Peppers and salsa are a daily part of Mexican life.

I heard on the radio that salsa is the number one condiment in America! And I was glad to do my part to help. You see that pepper underneath this blog post? I did my part to publicize salsa over the years. So Mexico, or whoever it is who makes your salsa, can thank me whenever they have time. I’m following in my father’s footsteps. My father, who always carried a jar of salsa with him wherever he went, always had to have his salsa on everything we ate, from Burger King to Dunkin Donuts. This is such a happy moment in my life, even though I don’t eat that much salsa, thanks to my father. He always wanted me to put salsa on all my food. Once when I was about eight years old,  he made some salsa and wanted me to try it. At first, I refused. But then he told me to try a small cube of potato that he took from the salsa. He was happy when I did. But even the potato was spicy! It had absorbed the hotness of the salsa. It’s no wonder I don’t like to eat salsa very often.

Spanish students


Traffic crash scene at the corner of Clark and Randolph.

Oftentimes, I will meet one of my present or former Spanish students unexpectedly. I’m always happy to see them again, but I usually meet them long after I’ve forgotten their names. Once I was at the McDonald’s Playland near Midway Airport with my twin sons when they were about four years old and one of my former students greeted me with a loud and friendly, ¡Hola! I was happy to see her again, but this time she was with her young son and she was happy with her life.

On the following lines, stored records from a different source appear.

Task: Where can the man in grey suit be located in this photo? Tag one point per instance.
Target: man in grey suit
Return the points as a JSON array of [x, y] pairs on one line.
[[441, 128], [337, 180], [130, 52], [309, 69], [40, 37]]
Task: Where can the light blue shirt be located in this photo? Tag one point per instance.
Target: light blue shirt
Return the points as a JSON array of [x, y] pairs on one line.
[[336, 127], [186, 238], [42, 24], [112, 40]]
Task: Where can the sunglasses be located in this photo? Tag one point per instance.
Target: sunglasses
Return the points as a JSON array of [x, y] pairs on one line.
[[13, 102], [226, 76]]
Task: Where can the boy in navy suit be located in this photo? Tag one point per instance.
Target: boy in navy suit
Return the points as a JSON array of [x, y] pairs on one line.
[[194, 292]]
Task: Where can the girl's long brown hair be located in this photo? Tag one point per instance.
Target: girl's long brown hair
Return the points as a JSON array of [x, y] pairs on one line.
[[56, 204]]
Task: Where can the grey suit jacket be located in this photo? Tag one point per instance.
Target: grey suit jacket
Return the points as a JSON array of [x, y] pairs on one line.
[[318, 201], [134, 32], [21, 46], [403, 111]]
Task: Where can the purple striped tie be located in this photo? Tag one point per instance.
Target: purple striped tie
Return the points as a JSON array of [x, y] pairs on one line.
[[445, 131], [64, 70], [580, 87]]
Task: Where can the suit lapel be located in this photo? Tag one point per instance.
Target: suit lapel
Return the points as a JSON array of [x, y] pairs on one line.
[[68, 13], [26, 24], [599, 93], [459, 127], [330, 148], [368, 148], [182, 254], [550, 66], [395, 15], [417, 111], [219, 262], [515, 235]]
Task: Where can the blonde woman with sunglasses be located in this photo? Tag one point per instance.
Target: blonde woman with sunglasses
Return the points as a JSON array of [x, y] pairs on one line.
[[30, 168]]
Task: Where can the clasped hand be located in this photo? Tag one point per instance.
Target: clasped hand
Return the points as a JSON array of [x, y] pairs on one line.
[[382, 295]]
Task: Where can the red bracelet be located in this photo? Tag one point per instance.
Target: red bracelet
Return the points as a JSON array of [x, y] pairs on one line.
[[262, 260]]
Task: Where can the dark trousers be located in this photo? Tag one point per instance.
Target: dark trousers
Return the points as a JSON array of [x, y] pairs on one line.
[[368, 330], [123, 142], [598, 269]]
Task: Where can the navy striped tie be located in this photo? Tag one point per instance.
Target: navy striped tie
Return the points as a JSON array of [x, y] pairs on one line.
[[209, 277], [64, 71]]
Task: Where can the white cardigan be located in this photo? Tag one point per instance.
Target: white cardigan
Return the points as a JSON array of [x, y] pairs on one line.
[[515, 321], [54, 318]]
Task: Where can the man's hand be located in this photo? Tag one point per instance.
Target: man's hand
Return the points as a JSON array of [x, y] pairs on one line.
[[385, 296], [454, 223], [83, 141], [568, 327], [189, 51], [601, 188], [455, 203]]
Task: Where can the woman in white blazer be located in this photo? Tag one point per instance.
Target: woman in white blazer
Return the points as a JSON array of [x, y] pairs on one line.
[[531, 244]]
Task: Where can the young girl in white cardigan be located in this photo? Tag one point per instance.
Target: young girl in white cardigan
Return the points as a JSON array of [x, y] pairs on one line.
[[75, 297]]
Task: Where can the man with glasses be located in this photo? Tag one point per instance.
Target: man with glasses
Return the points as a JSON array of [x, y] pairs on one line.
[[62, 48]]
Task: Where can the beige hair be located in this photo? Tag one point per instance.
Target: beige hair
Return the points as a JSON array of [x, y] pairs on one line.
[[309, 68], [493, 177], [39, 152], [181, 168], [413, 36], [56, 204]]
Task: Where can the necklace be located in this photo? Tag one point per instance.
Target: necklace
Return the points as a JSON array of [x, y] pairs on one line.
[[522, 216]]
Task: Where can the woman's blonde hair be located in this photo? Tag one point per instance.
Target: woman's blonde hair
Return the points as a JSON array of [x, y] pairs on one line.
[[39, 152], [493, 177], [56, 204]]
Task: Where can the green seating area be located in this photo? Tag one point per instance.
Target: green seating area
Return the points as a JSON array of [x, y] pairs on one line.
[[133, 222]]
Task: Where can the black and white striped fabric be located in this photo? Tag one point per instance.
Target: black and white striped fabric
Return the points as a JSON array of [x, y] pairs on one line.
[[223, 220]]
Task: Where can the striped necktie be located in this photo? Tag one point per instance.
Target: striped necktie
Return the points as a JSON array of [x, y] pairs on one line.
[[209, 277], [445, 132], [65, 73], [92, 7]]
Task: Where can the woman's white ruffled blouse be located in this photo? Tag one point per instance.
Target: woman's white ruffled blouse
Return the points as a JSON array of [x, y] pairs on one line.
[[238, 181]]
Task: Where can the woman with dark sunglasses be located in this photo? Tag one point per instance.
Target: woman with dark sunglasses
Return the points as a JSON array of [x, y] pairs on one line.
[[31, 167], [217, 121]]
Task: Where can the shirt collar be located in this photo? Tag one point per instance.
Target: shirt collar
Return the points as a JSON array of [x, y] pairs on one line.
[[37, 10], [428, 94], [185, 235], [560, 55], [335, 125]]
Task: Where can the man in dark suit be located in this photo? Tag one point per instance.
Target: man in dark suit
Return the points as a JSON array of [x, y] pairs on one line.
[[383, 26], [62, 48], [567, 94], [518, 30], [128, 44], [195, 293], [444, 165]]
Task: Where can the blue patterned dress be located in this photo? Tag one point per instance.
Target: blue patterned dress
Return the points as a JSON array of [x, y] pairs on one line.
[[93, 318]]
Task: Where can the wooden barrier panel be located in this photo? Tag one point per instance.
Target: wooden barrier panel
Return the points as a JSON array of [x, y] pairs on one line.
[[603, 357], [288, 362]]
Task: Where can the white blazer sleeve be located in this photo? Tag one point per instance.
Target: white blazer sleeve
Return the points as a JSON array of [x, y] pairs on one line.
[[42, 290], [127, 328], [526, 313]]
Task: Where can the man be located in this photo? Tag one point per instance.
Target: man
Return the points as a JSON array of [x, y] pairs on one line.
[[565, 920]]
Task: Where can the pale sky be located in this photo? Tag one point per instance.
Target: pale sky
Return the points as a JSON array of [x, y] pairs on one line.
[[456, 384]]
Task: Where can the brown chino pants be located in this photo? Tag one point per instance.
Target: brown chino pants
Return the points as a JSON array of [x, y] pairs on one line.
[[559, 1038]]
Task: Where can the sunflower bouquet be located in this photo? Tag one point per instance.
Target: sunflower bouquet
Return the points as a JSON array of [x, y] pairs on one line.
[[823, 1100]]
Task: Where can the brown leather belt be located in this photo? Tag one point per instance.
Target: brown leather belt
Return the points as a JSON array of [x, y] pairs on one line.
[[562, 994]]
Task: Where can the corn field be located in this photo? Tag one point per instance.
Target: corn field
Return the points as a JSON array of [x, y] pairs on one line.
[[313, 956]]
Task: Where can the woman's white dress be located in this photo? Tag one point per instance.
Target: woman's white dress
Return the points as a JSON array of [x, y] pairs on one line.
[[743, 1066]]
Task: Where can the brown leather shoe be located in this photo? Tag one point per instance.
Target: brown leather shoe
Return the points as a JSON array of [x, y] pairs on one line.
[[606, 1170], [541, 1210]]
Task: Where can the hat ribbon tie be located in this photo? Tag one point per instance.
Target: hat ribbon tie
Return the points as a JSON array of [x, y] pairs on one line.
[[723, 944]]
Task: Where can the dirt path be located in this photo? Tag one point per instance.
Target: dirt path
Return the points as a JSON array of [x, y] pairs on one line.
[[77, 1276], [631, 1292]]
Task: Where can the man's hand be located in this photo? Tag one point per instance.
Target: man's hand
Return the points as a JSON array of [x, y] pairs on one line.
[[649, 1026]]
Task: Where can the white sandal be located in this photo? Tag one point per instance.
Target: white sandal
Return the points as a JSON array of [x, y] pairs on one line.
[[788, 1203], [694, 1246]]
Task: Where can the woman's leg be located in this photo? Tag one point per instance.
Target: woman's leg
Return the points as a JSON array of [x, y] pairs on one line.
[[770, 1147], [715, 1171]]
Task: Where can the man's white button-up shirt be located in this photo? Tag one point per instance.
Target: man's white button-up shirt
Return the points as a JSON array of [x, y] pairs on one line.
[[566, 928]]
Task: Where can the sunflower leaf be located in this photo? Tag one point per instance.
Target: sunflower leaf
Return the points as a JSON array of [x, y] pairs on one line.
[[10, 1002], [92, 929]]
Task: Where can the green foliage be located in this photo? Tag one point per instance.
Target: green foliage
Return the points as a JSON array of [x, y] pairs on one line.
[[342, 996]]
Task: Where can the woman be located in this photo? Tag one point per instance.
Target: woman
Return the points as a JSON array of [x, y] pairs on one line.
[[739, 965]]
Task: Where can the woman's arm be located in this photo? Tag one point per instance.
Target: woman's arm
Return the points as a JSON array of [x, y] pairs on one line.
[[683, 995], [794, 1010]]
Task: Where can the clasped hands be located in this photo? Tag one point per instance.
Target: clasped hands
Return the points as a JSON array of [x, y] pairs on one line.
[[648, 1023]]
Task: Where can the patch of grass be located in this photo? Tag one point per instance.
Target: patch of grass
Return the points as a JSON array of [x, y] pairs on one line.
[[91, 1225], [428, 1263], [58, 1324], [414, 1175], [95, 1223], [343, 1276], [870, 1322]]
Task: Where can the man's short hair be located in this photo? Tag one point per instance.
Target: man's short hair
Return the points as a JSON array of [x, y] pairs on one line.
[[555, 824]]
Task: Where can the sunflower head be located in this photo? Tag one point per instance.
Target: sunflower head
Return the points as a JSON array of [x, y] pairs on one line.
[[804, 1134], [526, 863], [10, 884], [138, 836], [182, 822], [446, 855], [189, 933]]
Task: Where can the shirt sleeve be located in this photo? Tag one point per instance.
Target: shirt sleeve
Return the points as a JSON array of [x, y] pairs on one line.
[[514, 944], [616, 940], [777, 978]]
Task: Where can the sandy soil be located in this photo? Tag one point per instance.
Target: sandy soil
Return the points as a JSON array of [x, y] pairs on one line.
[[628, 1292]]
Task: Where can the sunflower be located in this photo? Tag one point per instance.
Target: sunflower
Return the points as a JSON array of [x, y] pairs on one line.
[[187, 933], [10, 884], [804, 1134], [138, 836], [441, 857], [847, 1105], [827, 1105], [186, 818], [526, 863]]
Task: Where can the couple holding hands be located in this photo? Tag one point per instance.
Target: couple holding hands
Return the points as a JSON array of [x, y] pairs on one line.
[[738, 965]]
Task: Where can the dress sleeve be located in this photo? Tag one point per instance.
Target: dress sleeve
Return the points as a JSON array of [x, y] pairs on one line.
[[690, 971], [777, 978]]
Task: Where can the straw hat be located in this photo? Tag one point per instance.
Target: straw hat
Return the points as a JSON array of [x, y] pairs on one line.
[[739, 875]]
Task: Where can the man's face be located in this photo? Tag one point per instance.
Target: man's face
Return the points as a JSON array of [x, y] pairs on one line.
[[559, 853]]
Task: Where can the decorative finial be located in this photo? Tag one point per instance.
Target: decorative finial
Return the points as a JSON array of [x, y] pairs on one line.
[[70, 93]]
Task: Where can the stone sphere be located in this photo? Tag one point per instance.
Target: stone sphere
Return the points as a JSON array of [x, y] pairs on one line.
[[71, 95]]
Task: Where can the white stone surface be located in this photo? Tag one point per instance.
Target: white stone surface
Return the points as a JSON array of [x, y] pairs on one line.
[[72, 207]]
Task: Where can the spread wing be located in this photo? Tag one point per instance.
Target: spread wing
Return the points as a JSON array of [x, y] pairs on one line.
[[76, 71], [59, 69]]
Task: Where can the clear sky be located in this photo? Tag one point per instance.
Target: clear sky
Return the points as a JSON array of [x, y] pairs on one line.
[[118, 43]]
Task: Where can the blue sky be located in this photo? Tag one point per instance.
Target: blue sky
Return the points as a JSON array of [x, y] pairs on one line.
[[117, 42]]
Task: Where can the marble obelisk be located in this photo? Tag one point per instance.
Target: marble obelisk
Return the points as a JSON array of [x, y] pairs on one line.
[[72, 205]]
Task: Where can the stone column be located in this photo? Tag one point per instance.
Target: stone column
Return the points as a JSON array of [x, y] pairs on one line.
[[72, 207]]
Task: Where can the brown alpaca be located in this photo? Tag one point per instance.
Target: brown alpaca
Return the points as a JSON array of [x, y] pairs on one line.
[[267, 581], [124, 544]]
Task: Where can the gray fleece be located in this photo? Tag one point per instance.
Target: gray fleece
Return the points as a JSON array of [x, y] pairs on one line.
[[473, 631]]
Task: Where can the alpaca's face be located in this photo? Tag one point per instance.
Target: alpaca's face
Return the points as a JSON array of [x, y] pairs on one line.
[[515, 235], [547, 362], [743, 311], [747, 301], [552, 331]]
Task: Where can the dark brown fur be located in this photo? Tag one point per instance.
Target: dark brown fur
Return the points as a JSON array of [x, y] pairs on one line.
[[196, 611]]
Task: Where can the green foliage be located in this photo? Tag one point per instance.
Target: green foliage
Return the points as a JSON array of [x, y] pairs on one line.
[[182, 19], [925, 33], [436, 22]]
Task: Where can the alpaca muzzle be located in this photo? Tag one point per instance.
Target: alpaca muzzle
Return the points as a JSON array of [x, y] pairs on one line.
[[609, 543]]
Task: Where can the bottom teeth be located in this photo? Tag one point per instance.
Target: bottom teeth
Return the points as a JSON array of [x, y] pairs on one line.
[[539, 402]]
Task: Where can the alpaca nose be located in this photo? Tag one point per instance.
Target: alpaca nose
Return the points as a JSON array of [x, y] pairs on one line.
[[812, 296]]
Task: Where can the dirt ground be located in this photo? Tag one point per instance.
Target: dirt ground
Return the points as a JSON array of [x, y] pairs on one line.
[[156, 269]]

Once while I was on duty as a police officer working in a patrol car, I was assigned to park my squad car with the blue lights flashing so other cars wouldn’t crash into a car that had crashed into the Cook County / City Hall building downtown. This must have been a slow news day because all kinds of cameramen came by to film the car that had crashed into the building while I just sat there in my squad car watching everyone come and go.

Then, I noticed that one cameraman was looking at me as he walked past. I couldn’t help but notice him, too. Then, we both recognized each other! He was in my Spanish class at UIC! He also recognized me. We kind of looked at each other with a look that could only mean, “This is what you do for a living?” I never imagined him as a cameraman. And he definitely never imagined me as a police officer.

Another time I was downtown where an employee of Dunkin Donuts was a theft victim. As I walked into Dunkin Donuts, one of my students saw me. We greeted each other and that was about it. However, I realized afterwards that he saw me in full police uniform walking into a Dunkin Donuts. How cliche! I was actually responding to a radio assignment, but I appeared to be acting like a typical cliché police officer going for coffee and donuts.

Last Saturday, as I was leaving the Burger King in Mount Greenwood with my twins, I saw a former Spanish student in the parking lot. We said hello to each other and then I noticed that he was with Mark Pera who is running for Congress so they gave me a flyer and asked me to vote for him. I responded that I would think about it. When I got home, just by chance, Mark Pera’s campaign office called me and asked me to vote for him. I told the caller that I had just seen him, but she didn’t believe me.